Netlify FunctionsをTypeScriptで実装する


Netlify FunctionsをTypeScriptで実装する方法を紹介します。

環境構築

必要なパッケージをインストールする

yarn add -D typescript netlify-lambda @types/aws-lambda @babel/preset-typescript
  • netlify-lambda: Babel+WebPackを内包していて、TSで実装したFunctionをシングルファイルのJSにビルドしてくれるツールです。
  • @types/aws-lambda: Netlify FunctionsはAWS Lambdaとインターフェイスが同じなので、その型定義ファイルを入れておきます。
  • @babel/preset-typescript: netlify-lambdaがBabelなので、BabelでTSをビルドするために必要です。

Babelの設定を書く

プロジェクトルートに以下の内容で.babelrcを作ります:

.babelrc
{
  "presets": [
    "@babel/preset-typescript",
    [
      "@babel/preset-env",
      {
        "targets": {
          "node": "12"
        }
      }
    ]
  ],
  "plugins": []
}

TypeScriptのコンパイル設定

Netlify FunctionsはNode.js 12が実行環境なので、それに合ったtargetlibを設定します。

tsconfig.json
{
  "compilerOptions": {
    "target": "ES2019",
    "module": "commonjs",
    "lib": [
      "ES2020"
    ],
    "noEmit": true
  }
}

tscでJSを生成することはないので、noEmitを設定しておきます。

package.jsonの設定

package.jsonにscriptsenginesを追加します。

package.json
{
  "scripts": {
    "build": "netlify-lambda build src/",
    "serve": "netlify-lambda serve src/"
  },
  "engines": {
    "node": "^12.9.0"
  }
}

buildスクリプトは、TSファイルからJSファイルを生成するものです。serveスクリプトはローカルで関数を試せるようにするものです。TSファイルは、./srcディレクトリに置くことにします。

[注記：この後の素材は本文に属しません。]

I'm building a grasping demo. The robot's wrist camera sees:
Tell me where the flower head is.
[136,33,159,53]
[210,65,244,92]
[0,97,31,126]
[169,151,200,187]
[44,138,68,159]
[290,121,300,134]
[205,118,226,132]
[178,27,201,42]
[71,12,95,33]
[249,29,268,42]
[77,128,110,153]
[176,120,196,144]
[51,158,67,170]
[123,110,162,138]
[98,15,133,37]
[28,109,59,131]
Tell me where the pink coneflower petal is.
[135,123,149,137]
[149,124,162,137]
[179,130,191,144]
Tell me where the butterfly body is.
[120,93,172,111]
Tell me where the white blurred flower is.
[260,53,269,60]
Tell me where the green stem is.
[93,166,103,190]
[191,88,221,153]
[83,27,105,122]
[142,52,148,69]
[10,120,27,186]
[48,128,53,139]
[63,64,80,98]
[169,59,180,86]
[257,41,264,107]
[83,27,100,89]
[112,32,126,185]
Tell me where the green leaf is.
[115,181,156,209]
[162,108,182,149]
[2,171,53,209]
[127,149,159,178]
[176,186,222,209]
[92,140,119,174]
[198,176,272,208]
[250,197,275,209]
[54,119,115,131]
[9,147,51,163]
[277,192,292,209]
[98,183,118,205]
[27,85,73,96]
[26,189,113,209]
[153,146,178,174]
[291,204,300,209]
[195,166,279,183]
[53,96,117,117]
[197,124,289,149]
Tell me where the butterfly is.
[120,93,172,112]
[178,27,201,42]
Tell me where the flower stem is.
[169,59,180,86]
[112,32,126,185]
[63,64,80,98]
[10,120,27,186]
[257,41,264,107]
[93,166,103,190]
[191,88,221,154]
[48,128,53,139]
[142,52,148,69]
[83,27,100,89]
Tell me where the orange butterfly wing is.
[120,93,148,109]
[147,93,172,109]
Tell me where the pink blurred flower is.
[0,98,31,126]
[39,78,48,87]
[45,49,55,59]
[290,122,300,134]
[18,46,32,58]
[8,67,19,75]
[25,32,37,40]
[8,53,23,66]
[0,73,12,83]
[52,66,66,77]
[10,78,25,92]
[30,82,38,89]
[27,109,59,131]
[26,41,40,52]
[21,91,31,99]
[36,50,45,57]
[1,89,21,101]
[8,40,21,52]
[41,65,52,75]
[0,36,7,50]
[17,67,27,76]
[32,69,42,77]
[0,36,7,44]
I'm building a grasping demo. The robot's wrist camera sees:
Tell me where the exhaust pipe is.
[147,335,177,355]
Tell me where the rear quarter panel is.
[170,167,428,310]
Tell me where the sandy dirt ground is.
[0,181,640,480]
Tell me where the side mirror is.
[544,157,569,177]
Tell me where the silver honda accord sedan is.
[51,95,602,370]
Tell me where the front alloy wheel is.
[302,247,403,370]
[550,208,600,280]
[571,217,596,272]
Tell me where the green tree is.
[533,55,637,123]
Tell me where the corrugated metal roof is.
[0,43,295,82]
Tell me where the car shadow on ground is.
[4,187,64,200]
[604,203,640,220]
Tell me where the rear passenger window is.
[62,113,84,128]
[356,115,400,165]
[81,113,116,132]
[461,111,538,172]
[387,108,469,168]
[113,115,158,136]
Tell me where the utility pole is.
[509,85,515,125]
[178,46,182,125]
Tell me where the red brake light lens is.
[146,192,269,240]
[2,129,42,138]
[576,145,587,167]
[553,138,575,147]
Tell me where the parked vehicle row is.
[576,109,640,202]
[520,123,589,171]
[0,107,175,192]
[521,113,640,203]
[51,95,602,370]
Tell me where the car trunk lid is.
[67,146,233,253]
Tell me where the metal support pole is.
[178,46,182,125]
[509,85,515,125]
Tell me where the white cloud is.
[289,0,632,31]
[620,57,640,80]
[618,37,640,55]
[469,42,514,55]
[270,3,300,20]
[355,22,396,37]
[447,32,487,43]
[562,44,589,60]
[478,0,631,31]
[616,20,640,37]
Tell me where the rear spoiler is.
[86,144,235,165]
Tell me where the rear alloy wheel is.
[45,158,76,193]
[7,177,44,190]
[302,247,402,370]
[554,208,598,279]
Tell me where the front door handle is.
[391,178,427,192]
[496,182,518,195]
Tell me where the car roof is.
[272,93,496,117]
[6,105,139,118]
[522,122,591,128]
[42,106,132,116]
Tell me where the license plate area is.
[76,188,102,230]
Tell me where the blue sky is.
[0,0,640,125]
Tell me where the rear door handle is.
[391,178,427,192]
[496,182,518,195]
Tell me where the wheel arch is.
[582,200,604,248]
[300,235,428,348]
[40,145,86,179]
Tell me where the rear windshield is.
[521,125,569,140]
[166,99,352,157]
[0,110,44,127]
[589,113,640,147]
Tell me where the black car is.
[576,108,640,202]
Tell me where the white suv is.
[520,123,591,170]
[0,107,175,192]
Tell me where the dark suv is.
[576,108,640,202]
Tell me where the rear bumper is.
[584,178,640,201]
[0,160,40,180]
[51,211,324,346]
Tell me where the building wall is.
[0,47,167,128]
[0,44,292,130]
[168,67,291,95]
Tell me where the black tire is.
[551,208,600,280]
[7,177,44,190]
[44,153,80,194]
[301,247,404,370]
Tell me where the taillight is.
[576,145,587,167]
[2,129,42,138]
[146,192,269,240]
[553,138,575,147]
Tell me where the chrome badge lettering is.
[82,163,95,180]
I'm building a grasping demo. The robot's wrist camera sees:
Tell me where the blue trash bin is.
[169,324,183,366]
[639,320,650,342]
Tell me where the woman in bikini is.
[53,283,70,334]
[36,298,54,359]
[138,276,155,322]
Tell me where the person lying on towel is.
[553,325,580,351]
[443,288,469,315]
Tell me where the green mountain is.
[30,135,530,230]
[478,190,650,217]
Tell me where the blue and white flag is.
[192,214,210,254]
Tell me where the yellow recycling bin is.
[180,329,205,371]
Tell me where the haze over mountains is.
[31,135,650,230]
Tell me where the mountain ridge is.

enginesにはNode.js 12.9以上を要求する設定にしておきます。

Netlifyの設定

Netlify Functionsの置き場と、ビルドコマンドを指定しておきます。

netlify.toml
[build]
  functions = "./functions"
  commands="yarn build"

ビルドコマンドは先ほどpackage.jsonで定義した、buildスクリプトです。

※この設定でNetlifyにデプロイしてyarn buildが動かない場合は、Netlifyの管理画面でyarn buildを設定してください:

.gitignoreの設定

/functionsはビルドの生成物が入るところなので、gitの管理対象外にしておきます。

/functions
/node_modules

NetlifyのNodeバージョンを12に設定する

NetlifyはデフォルトでNode 10が使われます。package.jsonで12.9以上を要求しているので、そのままだとビルドがFailになります。そうならないよう環境変数の設定にNODE_VERSION、値12を追加しておきます:

以上で環境構築は完了です。

TypeScriptで関数を実装する

上の手順でTypeScriptファイルは./srcに置くことにしたので、ためしに./src/hello.tsを作ってみましょう。

src/hello.ts
import { APIGatewayProxyHandler } from 'aws-lambda'

export const handler: APIGatewayProxyHandler = (
  event,
  context,
  callback
) => {
  const subject = event.queryStringParameters?.name ?? 'World'
  callback(null, {
    statusCode: 200,
    headers: {
      'Content-Type': 'application/json'
    },
    body: JSON.stringify(`Hello ${subject}`)
  })
}

これを作ったらローカルで動かしてみます:

yarn serve
curl http://localhost:9000/hello

"Hello World"が出力されれば成功です。

デプロイする

あとは普通にgit pushすればデプロイできます。デプロイプロセスが開始すると、ビルドが走り、JSにコンパイルされた関数がNetlify Functionsに配置されます。

おわり

本稿で紹介した手順をほどこしたサンプルリポジトリはGitHubにあげてあります。